Donovan sucked in smoke and blew it out in a long stream. “I’m saying they don’t have it good or bad. It is what it is. If I had to pick between being a Hmong or being Laotian or South Vietnamese, I’d pick Hmong in a heartbeat. At least these guys are warriors. They’re free, and they’ll fight anybody who tries to take that freedom away. But a few small improvements could make a world of difference to the village. Some wells, some pipes, and lessons in basic hygiene. The Hmong believe that bathing washes away a soul. And that they each have thirty-two souls, so losing even one is a problem. If they could get past that and just fucking bathe more, half of their medical issues would vanish. If they had any clue about how to care for their teeth, that would help, too. And if they could establish steady supply of food and clean water, that would fix most of what’s left, maybe more.”

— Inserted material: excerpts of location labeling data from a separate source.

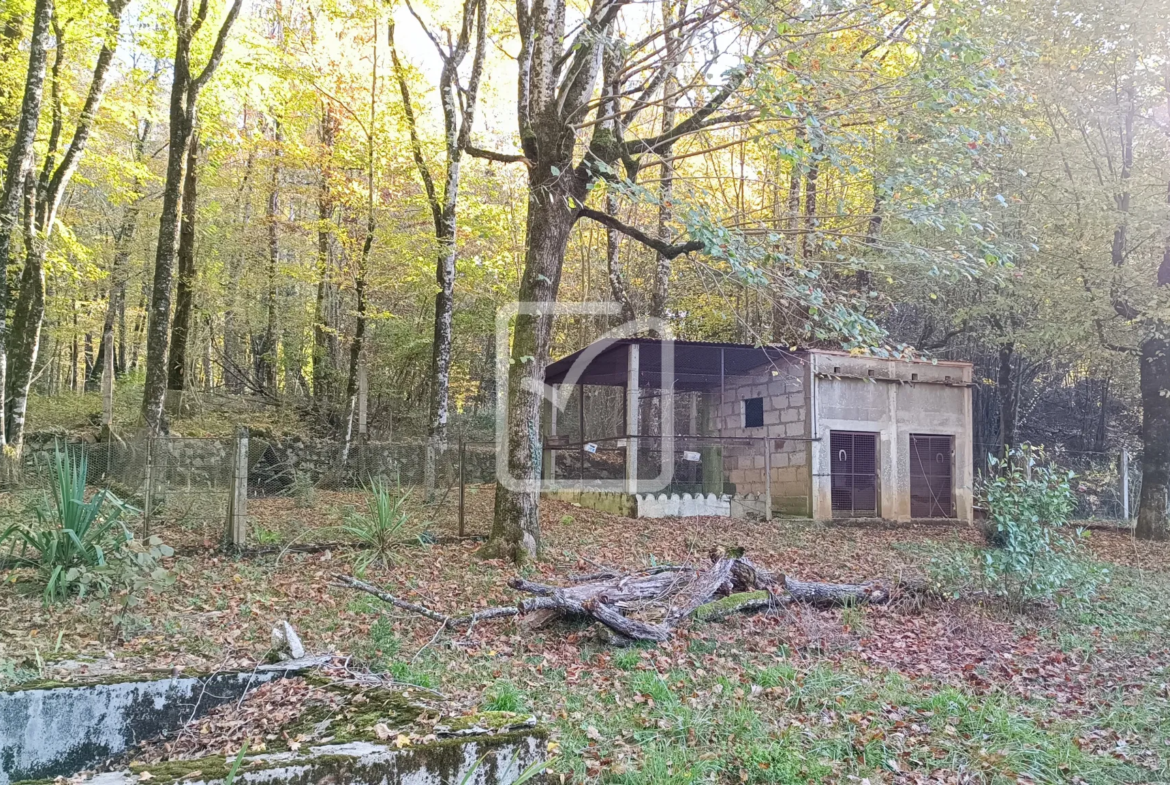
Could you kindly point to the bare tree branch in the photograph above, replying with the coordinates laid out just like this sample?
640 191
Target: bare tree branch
665 248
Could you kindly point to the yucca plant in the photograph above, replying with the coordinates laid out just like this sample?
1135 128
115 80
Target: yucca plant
74 534
382 531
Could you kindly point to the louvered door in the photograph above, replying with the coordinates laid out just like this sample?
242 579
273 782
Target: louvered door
854 474
931 481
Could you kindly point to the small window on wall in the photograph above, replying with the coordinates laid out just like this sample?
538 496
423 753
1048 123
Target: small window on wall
754 413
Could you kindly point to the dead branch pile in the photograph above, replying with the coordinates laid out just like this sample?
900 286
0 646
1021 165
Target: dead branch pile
649 604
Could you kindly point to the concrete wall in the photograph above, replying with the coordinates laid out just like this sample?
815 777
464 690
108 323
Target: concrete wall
784 388
893 399
673 505
57 731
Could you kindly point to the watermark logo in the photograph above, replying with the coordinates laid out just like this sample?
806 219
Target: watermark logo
639 367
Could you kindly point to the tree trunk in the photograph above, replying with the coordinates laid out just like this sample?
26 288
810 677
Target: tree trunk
158 326
324 339
20 159
233 341
618 289
116 302
780 328
184 95
666 186
1155 498
1009 401
185 286
266 356
516 525
356 345
25 339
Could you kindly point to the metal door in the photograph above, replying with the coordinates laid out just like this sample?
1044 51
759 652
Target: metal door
931 483
854 474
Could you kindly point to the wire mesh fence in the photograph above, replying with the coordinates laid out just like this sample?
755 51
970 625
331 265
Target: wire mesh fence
297 489
1106 483
176 487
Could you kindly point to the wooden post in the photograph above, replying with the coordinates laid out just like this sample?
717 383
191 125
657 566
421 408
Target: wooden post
462 477
149 493
632 410
549 458
238 497
768 480
1124 483
363 393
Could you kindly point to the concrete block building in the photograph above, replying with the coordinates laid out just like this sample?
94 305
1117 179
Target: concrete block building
763 431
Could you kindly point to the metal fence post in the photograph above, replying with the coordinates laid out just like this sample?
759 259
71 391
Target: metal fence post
462 461
1124 483
768 480
238 498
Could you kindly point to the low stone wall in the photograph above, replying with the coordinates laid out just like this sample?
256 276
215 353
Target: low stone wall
604 501
480 761
56 731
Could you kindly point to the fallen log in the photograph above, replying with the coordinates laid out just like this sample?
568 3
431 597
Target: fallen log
651 604
733 604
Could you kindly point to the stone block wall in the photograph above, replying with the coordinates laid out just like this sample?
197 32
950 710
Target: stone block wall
783 388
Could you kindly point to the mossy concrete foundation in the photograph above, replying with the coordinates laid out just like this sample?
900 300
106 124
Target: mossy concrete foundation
54 730
497 759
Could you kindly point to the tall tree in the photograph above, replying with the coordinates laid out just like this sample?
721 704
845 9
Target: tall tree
555 100
324 335
20 162
185 283
185 89
123 246
23 342
459 116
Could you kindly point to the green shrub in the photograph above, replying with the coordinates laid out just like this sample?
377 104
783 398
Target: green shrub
383 530
1031 556
80 545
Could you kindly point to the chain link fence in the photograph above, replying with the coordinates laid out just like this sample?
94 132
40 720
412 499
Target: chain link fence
300 490
1106 483
176 487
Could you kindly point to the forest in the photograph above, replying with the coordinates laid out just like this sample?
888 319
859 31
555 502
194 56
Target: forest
280 201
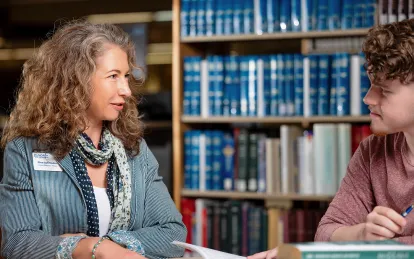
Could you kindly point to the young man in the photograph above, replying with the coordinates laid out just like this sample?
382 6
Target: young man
379 184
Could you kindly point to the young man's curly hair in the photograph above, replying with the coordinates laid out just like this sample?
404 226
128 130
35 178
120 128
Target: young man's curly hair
389 50
55 89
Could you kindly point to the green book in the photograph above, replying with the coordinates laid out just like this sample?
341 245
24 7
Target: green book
387 249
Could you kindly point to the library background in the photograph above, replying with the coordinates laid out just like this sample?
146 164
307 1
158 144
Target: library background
253 108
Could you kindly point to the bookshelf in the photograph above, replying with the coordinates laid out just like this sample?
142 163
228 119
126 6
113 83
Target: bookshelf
293 42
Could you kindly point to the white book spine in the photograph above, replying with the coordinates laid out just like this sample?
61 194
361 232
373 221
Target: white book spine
355 85
204 88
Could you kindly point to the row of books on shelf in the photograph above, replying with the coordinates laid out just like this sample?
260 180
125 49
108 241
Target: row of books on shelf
393 10
242 228
227 17
230 226
302 162
275 85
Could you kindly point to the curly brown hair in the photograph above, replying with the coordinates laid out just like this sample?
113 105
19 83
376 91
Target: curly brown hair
389 50
55 89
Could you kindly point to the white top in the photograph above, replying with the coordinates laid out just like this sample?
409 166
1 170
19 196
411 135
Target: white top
104 209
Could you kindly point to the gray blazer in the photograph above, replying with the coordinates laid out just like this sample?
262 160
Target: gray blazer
38 206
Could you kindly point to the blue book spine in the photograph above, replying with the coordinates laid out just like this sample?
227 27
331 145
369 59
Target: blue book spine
210 17
289 85
359 13
285 16
217 181
347 14
322 20
370 11
365 84
238 16
201 17
343 102
195 157
335 71
296 15
228 151
235 86
196 87
188 81
228 85
334 15
193 17
248 14
228 16
281 72
187 159
185 19
252 88
274 86
266 85
314 76
273 16
209 159
298 84
219 17
244 86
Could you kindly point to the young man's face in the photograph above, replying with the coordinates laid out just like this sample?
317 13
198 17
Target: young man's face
392 106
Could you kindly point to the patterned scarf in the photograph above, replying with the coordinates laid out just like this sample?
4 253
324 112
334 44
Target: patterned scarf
121 212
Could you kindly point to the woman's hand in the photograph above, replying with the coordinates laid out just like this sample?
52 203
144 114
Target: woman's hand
270 254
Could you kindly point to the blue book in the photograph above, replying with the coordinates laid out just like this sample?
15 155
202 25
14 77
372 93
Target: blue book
195 157
219 15
335 82
193 17
364 85
210 17
334 14
252 86
201 17
195 101
298 84
281 85
347 14
248 14
289 85
322 20
285 16
266 85
273 16
244 85
185 19
228 16
187 159
274 86
217 145
238 16
370 12
228 152
296 15
343 102
188 81
314 75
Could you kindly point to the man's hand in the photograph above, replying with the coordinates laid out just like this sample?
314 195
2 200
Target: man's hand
382 223
270 254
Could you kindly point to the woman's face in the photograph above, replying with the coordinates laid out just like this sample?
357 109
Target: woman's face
110 86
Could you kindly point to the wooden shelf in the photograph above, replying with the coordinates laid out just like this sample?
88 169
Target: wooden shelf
276 120
276 36
252 196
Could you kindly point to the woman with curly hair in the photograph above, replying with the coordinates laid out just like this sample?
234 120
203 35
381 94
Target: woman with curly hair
373 197
79 180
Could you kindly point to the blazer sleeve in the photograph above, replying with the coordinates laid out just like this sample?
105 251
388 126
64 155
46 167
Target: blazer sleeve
20 223
162 223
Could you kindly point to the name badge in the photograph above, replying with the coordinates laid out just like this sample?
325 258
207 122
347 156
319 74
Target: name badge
45 162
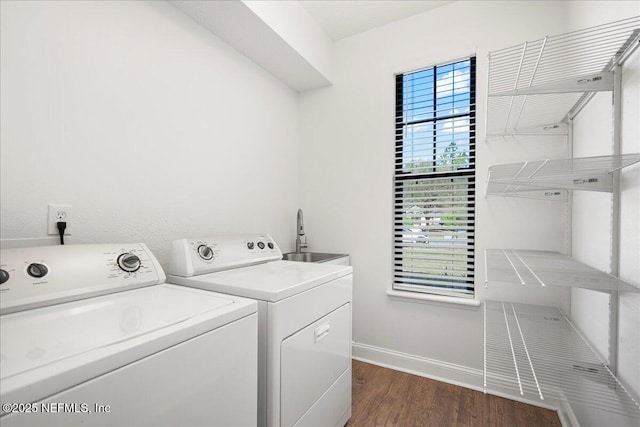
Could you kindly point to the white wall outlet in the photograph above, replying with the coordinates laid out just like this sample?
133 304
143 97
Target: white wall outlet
59 213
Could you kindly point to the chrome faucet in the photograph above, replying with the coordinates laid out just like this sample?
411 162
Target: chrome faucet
301 239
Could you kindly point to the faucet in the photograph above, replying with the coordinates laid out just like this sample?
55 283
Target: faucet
301 239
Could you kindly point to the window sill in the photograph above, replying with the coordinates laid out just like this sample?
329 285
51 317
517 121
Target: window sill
415 296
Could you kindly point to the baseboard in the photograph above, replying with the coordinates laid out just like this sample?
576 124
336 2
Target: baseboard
459 375
429 368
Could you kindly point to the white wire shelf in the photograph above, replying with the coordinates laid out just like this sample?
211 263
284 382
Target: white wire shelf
547 178
545 268
535 353
533 88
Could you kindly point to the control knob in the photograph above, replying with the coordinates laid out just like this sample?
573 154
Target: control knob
129 262
4 275
205 252
37 270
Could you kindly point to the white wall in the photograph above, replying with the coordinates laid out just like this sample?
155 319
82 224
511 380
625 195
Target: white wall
147 124
592 212
346 169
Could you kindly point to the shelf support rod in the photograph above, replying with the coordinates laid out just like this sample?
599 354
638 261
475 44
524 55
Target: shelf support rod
526 350
538 168
533 74
513 352
514 268
530 270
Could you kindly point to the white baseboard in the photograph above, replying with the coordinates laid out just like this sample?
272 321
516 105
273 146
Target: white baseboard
422 366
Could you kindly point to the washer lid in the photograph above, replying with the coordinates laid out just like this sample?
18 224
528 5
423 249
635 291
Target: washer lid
48 349
272 281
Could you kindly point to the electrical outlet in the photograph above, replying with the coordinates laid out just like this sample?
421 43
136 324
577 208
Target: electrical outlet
59 213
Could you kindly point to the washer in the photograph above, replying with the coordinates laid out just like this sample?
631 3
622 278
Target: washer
304 326
92 336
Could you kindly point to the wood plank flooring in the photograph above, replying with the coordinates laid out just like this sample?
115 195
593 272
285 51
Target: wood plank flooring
384 397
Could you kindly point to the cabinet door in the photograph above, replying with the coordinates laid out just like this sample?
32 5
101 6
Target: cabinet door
311 361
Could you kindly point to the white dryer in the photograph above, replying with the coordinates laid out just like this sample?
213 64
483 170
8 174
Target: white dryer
91 336
304 335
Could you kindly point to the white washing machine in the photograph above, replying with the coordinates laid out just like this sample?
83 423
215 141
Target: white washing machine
304 331
91 336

“So I’m, what? Supposed to be their social worker or their drill sergeant?”
“What’s wrong with being both?” Donovan asked.
“I thought I was here to fight communists,” Lincoln said.

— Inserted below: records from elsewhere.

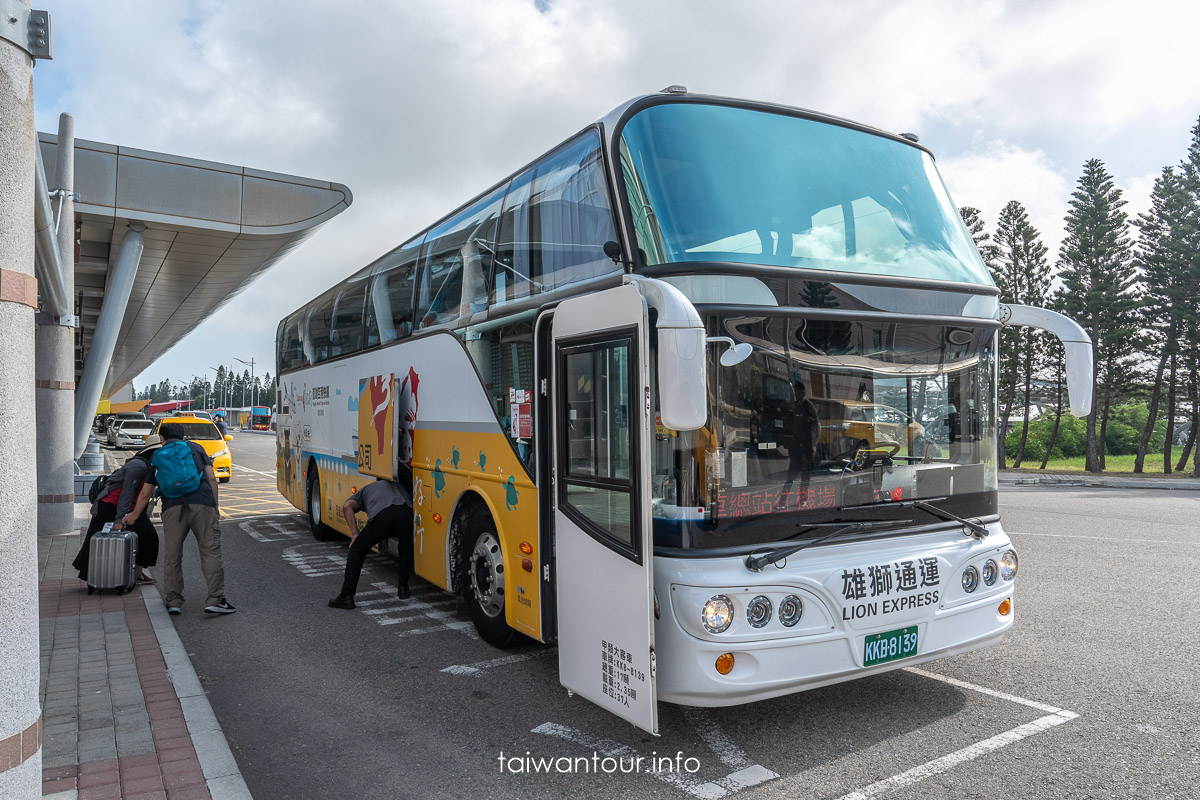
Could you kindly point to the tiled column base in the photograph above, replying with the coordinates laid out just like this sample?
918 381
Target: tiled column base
114 726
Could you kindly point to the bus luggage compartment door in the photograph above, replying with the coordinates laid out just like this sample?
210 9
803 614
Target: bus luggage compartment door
603 551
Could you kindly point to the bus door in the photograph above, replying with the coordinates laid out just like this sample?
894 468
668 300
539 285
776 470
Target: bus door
603 548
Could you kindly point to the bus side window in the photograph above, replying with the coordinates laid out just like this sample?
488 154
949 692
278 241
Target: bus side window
556 221
570 216
459 257
317 341
347 326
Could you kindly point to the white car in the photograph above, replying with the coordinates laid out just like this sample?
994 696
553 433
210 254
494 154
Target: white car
131 433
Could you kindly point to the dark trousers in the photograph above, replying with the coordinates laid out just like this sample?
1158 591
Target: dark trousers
148 537
393 521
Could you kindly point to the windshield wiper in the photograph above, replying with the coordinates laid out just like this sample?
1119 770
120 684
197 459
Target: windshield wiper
977 529
755 563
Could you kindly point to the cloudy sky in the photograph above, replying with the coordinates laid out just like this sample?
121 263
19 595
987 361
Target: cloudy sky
418 106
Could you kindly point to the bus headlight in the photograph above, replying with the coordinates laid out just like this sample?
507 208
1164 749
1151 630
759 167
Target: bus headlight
718 614
791 609
759 611
970 579
1008 565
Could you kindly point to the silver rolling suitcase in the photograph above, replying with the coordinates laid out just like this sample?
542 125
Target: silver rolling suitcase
112 560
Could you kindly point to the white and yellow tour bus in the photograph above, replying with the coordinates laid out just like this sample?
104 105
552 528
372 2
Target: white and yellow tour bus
706 396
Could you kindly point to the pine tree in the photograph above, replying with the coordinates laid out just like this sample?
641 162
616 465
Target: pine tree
1165 256
1096 266
1023 274
973 220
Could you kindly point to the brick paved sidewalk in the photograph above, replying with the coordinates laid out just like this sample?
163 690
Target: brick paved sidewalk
124 713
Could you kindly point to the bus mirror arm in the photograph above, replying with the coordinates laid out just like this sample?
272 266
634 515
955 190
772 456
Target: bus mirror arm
683 372
1075 342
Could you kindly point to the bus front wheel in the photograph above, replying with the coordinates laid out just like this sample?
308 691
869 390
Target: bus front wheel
321 531
484 584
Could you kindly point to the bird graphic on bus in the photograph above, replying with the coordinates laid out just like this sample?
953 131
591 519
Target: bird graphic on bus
408 403
381 398
510 489
439 479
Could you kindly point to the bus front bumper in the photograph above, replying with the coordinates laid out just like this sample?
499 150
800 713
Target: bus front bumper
687 666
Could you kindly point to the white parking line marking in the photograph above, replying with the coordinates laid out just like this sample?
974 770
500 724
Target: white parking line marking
1105 539
478 668
967 753
720 744
282 530
257 471
696 787
984 690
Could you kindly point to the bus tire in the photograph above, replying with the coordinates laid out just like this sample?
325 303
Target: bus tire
321 531
484 579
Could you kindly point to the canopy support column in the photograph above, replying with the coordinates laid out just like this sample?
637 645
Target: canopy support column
108 328
54 370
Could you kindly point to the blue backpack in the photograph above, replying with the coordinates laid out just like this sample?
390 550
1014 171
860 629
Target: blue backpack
175 469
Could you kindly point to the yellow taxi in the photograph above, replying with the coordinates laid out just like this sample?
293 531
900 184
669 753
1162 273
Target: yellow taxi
205 434
851 426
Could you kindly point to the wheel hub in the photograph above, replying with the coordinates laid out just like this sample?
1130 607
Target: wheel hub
487 575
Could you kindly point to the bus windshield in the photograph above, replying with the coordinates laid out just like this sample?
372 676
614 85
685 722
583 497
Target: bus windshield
720 184
827 421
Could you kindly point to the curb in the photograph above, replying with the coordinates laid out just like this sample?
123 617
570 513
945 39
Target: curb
221 773
1179 485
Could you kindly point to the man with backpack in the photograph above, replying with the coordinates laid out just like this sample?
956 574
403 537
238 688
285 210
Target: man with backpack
113 499
183 474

“Don’t get me wrong. I hate this social work, myself. But it’s what the Agency bureaucrats want. Hearts and minds and all that happy horseshit. Trust me, you’ll get to kill plenty of commies. But during the downtimes, you’re going to get bored out of your fucking mind. You’ll be glad for some projects.”
Before being sent to Vietnam, Lincoln had thought that serving in the Army might involve a lot of digging ditches and filling them up again, but that hadn’t been the case. Now it looked as if he might be digging ditches for real. Every day, the temperature seemed to grow hotter, the humidity more intense. It sapped a man’s energy and left him dying for cold water.
But in Vang Khom, there would be no cold water. No air conditioning, or even the omnipresent ceiling fans of Saigon and Danang. And he would not only have to turn villagers into warriors, he would have to function as a handyman. Probably confessor and cop, too, if Donovan had his way.
He had agreed to the mission, though. He could claim ignorance of its true nature, but he doubted that Donovan would let him off the hook. They were here now, and they’d almost died trying to make it.
The whole task seemed suddenly hopeless. Impossible. These people wouldn’t be dragged into the twentieth century; for the most part, they hadn’t even reached the nineteenth. Even if they could be, how could he do it alone?
It was a little late for second thoughts, he decided. He was here. He was stuck.
He was all they had.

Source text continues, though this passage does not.